Its pretty easy to forget to do an hcc -r before unmerging this package. Failure to do so results in gcc trying to link against a crt1S.o that had just been deleted as part of the ebuild. It also leads to cursing at yourself, the machine, and anyone within earshot as you re-merge this package just so you can run hcc -r then unmerge it again.
>>> "It also leads to cursing at yourself, the machine," i take that as an offense, sorry. now lets get back to the technical implementation. what i am missing in this bug report is a description of what is happening, which versions of glibc/gcc/binutils and hardened-gcc are found on the system where this happens and last but not least, looking at the hardened-gcc ebuild itself: from 2.4.6 ## backup/restore logic pkg_postrm() { [ ! -f "${HGCC_SHSCRIPT_INSTALLATIONPATH}/hardened-gcc" ] && gcc -dumpspecs > $(dirname $(gcc --print-libgcc-file-name)) } same in the 3.3 pack ## backup/restore logic pkg_postrm() { [ ! -f "${HGCC_SHSCRIPT_INSTALLATIONPATH}/hardened-gcc" ] && gcc -dumpspecs > $(dirname $(gcc --print-libgcc-file-name)) } so, putting the insults aside... is there anything going wrong with that logic at your side? if yes, i would be interested to learn about the background why this restore is not performed. thank you very much, Alexander Gabert
The yelling wasn't aimed at you in particular... But it was very much real. I had just finished unmerging hcc and started the new gcc build when it died: in /data/tmp/portage/gcc-3.3.2-r6/work/build using "mt-frag" /var/tmp/portage/usr/lib/gcc-lib/i686-pc-linux-gnu/3.3.2/../../../../i686-pc-linux-gnu/bin/ld: crt1S.o: No such file: No such file or directory merging, hcc -r, unmerge did get things back to a point where gcc would compile again.
Hey Scott think you could attach a patch/diff for this?
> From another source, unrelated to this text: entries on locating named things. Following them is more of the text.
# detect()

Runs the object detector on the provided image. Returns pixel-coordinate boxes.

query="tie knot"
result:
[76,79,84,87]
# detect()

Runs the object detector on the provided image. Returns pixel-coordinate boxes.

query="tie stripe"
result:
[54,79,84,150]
When I reported it, I had definitely seen unexpected behavior. Sounds like it should have worked as expected, perhaps it was just a quirk in the handling by portage? Either way, I haven't been able to reproduce it, and I've gone pretty far down the path of gcc-pie (the reason I unmerged hardened-gcc in the first place). I'm willing to chalk it up to being a random occurrence.
works for me additionally, hardened-gcc is end of life due march 2004.